Plac Trzech Krzyży ma przejść dużą metamorfozę. Jeśli wszystko pójdzie zgodnie z planem, to poprawi ona komfort i bezpieczeństwo pieszych, a także rowerzystów i pasażerów komunikacji miejskiej. W całej koncepcji zabrakło jedynie miejsca dla przyrody. Drogowcy proponowali, by posadzić w tym miejscu 20 drzew, jednak konserwator Jakub Lewicki wyraził zgodę na zasadzenie jedynie 4. Argumentuje on swoją decyzję opinią Narodowego Instytutu Dziedzictwa. Konserwator podkreśla, że chce zachować główne osie widokowe — z Nowego Światu do Wiejskiej, pośrodku placu na wysokości kościoła św. Aleksandra i od dziedzińca Instytutu Głuchoniemych w kierunku Hożej.
„W kontekście dyskusji nad formą zagospodarowania Placu Trzech Krzyży, a zwłaszcza wprowadzenia nowej szaty roślinnej, Mazowiecki Wojewódzki Konserwator Zabytków wskazuje, iż opinia Narodowego Instytutu Dziedzictwa była jednoznacznie negatywna dla przedstawionych propozycji i wskazała szereg nieprawidłowości w kształtowaniu zieleni w obrębie Placu” – napisał Mazowiecki Wojewódzki Konserwator Zabytków na Facebooku.
Miasto Jest Nasze nie zgadza się z opinią konserwatora zabytków
Ta argumentacja nie przekonuje aktywistów z organizacji Miasto Jest Nasze. Nic dziwnego, w końcu to nie pierwszy raz, kiedy prof. Jakub Lewicki podejmuje decyzje krzywdzące dla przyrody. W 2021 roku wstrzymał przebudowę Placu Pięciu Rogów, ponieważ obawiał się, że posadzenie klonów w tym miejscu przysłoni bryłę Domu Braci Jabłkowskich.

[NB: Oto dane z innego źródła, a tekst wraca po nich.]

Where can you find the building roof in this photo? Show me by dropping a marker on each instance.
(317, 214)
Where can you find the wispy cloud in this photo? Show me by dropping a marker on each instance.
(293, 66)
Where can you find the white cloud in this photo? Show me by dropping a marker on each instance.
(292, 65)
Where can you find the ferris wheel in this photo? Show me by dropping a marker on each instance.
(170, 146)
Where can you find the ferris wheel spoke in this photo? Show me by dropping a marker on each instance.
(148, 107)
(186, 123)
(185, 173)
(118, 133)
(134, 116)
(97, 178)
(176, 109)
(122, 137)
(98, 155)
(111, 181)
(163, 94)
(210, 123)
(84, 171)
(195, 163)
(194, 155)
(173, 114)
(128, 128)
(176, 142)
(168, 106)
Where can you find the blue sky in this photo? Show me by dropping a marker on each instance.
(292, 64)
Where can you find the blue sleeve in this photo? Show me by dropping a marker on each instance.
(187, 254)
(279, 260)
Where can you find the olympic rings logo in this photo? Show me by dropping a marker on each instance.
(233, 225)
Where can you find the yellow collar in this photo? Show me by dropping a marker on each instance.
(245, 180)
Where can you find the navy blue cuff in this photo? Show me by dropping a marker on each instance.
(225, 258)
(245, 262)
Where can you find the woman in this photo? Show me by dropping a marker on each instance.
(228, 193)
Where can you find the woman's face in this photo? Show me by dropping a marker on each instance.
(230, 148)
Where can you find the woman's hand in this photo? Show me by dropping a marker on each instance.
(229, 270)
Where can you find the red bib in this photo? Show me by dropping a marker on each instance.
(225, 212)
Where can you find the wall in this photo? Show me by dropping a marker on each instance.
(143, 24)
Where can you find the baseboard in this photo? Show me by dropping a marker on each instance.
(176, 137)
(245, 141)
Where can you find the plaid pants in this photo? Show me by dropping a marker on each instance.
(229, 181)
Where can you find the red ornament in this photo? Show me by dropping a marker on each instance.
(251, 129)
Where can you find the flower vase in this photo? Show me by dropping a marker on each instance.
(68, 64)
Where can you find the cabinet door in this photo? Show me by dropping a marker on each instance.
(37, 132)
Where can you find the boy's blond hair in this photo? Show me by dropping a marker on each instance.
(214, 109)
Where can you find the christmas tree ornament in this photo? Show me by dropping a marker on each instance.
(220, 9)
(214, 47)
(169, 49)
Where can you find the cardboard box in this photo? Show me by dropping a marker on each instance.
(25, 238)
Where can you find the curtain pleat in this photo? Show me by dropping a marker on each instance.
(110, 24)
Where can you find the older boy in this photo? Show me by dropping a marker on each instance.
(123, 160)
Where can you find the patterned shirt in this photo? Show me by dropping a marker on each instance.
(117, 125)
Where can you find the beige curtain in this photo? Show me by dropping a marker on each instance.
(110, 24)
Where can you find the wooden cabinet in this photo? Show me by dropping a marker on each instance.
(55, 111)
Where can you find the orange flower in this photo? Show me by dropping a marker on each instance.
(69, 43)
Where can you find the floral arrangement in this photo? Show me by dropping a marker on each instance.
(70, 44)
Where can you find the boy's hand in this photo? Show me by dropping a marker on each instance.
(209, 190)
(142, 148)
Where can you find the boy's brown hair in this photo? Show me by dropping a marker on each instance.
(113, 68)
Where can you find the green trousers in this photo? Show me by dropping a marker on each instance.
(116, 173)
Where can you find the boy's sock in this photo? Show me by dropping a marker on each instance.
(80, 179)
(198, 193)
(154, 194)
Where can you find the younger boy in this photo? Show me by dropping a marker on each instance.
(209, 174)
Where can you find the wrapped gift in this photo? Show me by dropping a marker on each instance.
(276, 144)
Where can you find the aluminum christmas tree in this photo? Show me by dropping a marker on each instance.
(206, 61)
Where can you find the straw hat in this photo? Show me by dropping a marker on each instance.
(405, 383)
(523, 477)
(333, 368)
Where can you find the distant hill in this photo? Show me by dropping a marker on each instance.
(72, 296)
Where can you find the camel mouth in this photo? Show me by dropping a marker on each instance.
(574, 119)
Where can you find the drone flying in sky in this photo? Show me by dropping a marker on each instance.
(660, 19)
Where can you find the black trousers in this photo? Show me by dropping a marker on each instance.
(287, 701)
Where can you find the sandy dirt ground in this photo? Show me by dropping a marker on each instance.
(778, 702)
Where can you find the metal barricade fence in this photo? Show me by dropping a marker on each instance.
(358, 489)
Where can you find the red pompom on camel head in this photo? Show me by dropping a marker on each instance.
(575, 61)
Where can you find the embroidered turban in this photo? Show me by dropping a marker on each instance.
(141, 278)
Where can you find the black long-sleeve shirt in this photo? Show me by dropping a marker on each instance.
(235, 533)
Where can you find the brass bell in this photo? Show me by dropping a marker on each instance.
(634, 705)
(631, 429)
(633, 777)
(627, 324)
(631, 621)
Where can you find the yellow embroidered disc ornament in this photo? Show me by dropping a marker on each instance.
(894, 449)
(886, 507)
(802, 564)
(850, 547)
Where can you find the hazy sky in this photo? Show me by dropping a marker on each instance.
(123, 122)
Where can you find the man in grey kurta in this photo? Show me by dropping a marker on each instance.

Organizacja Miasto jest Nasze twierdzi, że opinia prof. Jakuba Lewickiego w sprawie przebudowy Placu Trzech Krzyży jest kompromitująca. Aktywiści podkreślają, że historycznie w tym miejscu było o wiele więcej roślin niż obecnie, a na dowód swoich słów przedstawiają historyczne fotografie. Aktywiści zwracają się do Generalnego Konserwatora Zabytków Jarosława Selina, by ten zainterweniował w sprawie przebudowy Placu Trzech Krzyży.
„Mamy dość niekompetencji tego urzędnika. Warszawie nie jest potrzebny #KonserwatorBetonozy” – piszą aktywiści z organizacji Miasto Jest Nasze.